Neurobot models the brain’s GWT with about 20,000 simulated neurons as opposed to the estimated 120 billion in the human brain.
Neurobot’s prospects for success might then suggest that the barrier to successful AI has not really been the inability of computers to match the computational power of the human brain, but the failure, thus far at least, for human AI researchers to model how the brain works.
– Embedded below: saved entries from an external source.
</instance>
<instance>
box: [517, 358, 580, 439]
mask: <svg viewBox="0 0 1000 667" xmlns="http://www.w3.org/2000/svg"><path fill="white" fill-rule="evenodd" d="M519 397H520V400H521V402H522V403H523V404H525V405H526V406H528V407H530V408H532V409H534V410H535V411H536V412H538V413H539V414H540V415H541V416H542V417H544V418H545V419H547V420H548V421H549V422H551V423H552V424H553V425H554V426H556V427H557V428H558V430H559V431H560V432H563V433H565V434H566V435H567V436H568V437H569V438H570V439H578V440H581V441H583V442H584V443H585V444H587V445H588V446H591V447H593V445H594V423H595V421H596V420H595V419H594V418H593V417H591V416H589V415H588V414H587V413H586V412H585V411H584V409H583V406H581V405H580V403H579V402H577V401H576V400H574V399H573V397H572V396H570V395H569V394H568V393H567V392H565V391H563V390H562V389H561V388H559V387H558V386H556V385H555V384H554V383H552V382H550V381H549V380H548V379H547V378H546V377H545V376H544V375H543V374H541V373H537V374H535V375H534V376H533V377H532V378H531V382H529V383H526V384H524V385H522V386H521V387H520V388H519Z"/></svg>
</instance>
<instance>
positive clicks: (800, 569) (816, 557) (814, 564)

In other words – we are not really as clever as we like to think (a thought which dominated much of the latter work of Alan Turing – as much discussed in Alan Turing: The Enigma (which I am still listening to – though I have got down to the final three hours of thirty).
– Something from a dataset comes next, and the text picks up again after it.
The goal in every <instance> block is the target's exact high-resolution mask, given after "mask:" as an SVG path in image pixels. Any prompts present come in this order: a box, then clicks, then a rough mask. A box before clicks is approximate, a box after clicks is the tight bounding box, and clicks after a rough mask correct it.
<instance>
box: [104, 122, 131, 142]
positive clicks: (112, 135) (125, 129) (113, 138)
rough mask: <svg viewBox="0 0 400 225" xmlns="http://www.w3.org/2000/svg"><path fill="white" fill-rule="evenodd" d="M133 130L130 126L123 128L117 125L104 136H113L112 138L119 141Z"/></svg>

Google’s director of research, Peter Norvig, has told New Scientist that one of the reasons they launched their audio service, Google Voice, (not available in the UK or maybe not anywhere out of the US) is that they needed more human voice data to perfect their algorithms. (The article is not online for non-subscribers yet, but is on page 26 of the current print edition).
Norvig describes the general approach of Google to cracking some of the most difficult problems of artificial intelligence – “big data, simple algorithms”.
The example is given of translation – as Norvig says “in the past people had thought of this as being a linguistics problem” – now it seems Google has taken the approach of simply amassing enough good translations to be able to ‘guess’ what an unseen text might mean by comparing it to the previous translations. You have to admire the beauty of that idea and my experience is that while it is not perfect, Google translate generally does enough to allow you to use your intelligence and understanding of the context to fill in the gaps (of course it also explains why they ask you to “contribute to a better translation” – you are literally doing that by typing in a better answer),
The problem with voice appears to be two-fold: firstly that there still isn’t enough audio on the web and secondly that the range of different vocal styles and ticks means that the material that needs to be assembled to get a “big data, simple algorithm” approach to work is that much greater.
Norvig tells interviewer Peter Aldhous that nobody is actually listening to your voice when you leave a message with Google Voice (which then translates the voice into an email) – it’s all automated. But as Alhous states it is the sort of thing that has contributed to an unease about Google and its hunger for data.
Of course it is not as though a call on the phone network is particularly, or at all, secure.